Theatre and arena productions increasingly use automated rigging that moves scenic elements during the show. Flying performers, rising platforms, and tracking scenic pieces all require rigging systems with entertainment-grade safety standards, which are more stringent than industrial automation because people are directly underneath and sometimes attached to the moving elements.

Modern entertainment automation uses redundant control systems, overload protection, and position verification to ensure that moving elements go where they should and stop when they should. The technology has enabled shows of complexity that would have been impractical or unsafe ten years ago.

Why This Matters

All of this technical progress serves two goals that should matter to everyone in live entertainment.

Safety: Every improvement in power monitoring, load measurement, and rigging calculation reduces the risk of the kind of catastrophic failures that have killed and injured people in our industry. The stage collapse at the Indiana State Fair in 2011 and similar incidents drive home the consequences of inadequate structural engineering. Better technology means better safety margins, more thorough analysis, and earlier detection of problems.

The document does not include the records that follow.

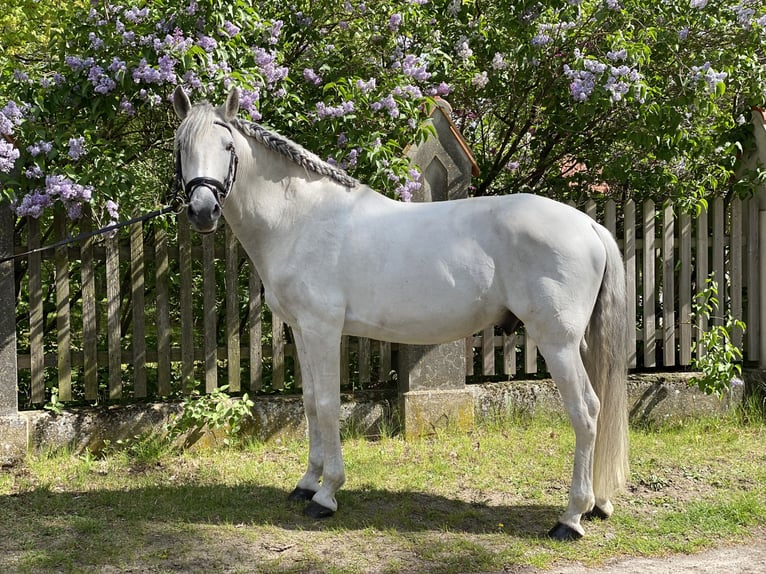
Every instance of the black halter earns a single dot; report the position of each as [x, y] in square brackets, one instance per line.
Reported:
[220, 189]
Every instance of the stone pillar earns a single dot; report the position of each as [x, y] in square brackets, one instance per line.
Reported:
[432, 392]
[13, 428]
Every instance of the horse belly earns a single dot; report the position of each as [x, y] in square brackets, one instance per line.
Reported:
[425, 302]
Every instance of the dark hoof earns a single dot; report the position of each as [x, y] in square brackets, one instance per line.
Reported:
[595, 514]
[301, 495]
[563, 533]
[317, 511]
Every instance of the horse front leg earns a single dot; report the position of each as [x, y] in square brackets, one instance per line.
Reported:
[309, 484]
[319, 355]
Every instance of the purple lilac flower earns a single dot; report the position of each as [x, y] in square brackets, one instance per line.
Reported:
[39, 147]
[463, 49]
[480, 80]
[33, 204]
[351, 158]
[8, 156]
[33, 172]
[167, 69]
[709, 75]
[498, 62]
[276, 29]
[117, 65]
[248, 101]
[95, 41]
[325, 111]
[389, 103]
[126, 107]
[134, 15]
[366, 87]
[206, 43]
[112, 209]
[266, 61]
[146, 74]
[76, 148]
[312, 77]
[617, 55]
[77, 63]
[582, 83]
[414, 67]
[230, 29]
[102, 84]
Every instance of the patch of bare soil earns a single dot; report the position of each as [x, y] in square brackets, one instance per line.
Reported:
[747, 559]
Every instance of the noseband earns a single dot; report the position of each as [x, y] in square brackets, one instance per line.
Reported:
[219, 189]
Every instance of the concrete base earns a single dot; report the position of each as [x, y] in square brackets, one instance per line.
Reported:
[425, 412]
[14, 439]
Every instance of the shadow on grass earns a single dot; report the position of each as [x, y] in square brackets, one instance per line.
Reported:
[256, 505]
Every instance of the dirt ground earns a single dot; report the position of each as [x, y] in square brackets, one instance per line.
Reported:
[747, 559]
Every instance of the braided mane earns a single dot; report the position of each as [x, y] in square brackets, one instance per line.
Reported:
[294, 152]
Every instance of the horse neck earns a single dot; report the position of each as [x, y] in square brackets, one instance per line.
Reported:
[273, 197]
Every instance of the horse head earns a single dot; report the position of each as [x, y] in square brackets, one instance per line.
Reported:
[206, 159]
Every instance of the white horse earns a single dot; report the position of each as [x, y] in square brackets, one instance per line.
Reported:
[335, 258]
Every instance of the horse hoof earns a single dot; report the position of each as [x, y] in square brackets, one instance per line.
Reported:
[563, 533]
[317, 511]
[595, 514]
[301, 495]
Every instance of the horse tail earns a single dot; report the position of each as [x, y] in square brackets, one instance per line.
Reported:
[605, 356]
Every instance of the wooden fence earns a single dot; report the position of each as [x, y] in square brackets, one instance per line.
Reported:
[144, 314]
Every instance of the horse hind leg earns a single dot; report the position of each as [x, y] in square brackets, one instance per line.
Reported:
[582, 405]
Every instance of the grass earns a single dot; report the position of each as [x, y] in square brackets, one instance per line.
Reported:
[476, 502]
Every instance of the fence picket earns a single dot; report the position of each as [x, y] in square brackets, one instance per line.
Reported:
[735, 267]
[209, 318]
[684, 290]
[718, 259]
[648, 283]
[232, 311]
[629, 256]
[702, 271]
[89, 321]
[186, 310]
[255, 330]
[114, 335]
[162, 302]
[36, 348]
[137, 282]
[753, 281]
[63, 313]
[668, 288]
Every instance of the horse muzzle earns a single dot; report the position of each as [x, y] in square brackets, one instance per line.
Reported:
[203, 209]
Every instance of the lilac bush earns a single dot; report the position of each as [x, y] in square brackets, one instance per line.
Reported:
[648, 97]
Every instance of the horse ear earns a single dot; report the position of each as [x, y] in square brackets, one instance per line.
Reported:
[231, 107]
[181, 102]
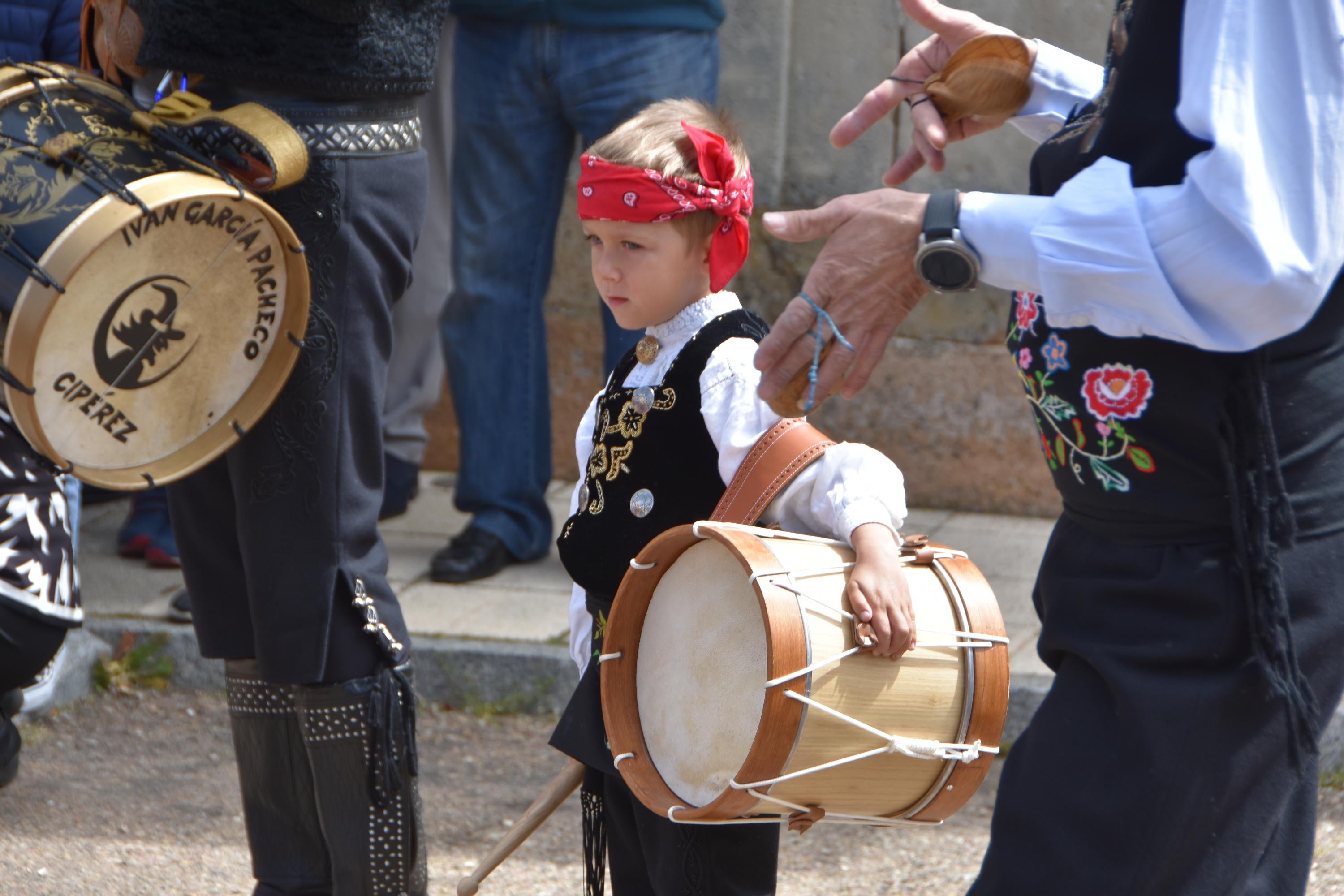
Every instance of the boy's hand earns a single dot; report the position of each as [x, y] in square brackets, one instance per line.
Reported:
[878, 591]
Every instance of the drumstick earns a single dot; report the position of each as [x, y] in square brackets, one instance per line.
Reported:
[556, 793]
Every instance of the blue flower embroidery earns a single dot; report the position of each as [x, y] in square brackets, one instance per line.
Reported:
[1055, 353]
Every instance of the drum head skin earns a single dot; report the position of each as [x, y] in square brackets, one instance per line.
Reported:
[710, 613]
[175, 332]
[702, 668]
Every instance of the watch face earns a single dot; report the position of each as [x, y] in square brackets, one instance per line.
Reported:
[947, 269]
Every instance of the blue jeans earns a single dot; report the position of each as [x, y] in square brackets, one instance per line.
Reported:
[521, 95]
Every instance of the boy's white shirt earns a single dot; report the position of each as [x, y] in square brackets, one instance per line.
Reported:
[849, 487]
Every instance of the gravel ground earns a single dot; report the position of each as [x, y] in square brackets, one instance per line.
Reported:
[121, 797]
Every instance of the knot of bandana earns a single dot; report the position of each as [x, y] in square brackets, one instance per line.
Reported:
[624, 193]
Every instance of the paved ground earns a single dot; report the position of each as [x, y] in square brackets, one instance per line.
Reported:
[138, 797]
[1006, 548]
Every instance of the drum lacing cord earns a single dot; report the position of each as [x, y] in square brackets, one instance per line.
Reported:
[1262, 523]
[164, 132]
[392, 708]
[912, 747]
[43, 461]
[22, 257]
[834, 817]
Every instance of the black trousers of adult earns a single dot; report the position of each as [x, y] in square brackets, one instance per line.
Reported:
[1159, 762]
[652, 856]
[27, 645]
[275, 534]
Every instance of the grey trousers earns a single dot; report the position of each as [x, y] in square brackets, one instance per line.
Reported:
[416, 373]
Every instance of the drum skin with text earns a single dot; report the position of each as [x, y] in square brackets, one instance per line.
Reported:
[152, 310]
[736, 685]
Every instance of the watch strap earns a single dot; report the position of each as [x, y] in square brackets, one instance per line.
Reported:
[941, 215]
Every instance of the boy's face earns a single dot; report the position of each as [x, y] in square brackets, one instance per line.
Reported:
[647, 272]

Sustainability: The live events industry has a significant environmental footprint. Reducing diesel consumption through battery systems and grid connection addresses one of the industry’s largest emission sources. Better power management reduces waste. These aren’t cosmetic improvements; they’re meaningful reductions in the environmental impact of putting on shows.

Production technology doesn’t sell tickets. Nobody buys a concert ticket because the power distribution is efficient or the rigging calculations are thorough. But these systems enable everything the audience does experience, and doing them well is the difference between a great show and a dangerous one.

For venue operators, investing in power and rigging infrastructure isn’t glamorous, but it’s what determines which shows you can host and how safely you can host them. For promoters, understanding production infrastructure helps you choose the right venues and allocate production budgets effectively.

The audience just sees the lights and hears the music. Behind all of it, a lot of very good engineering makes the magic possible.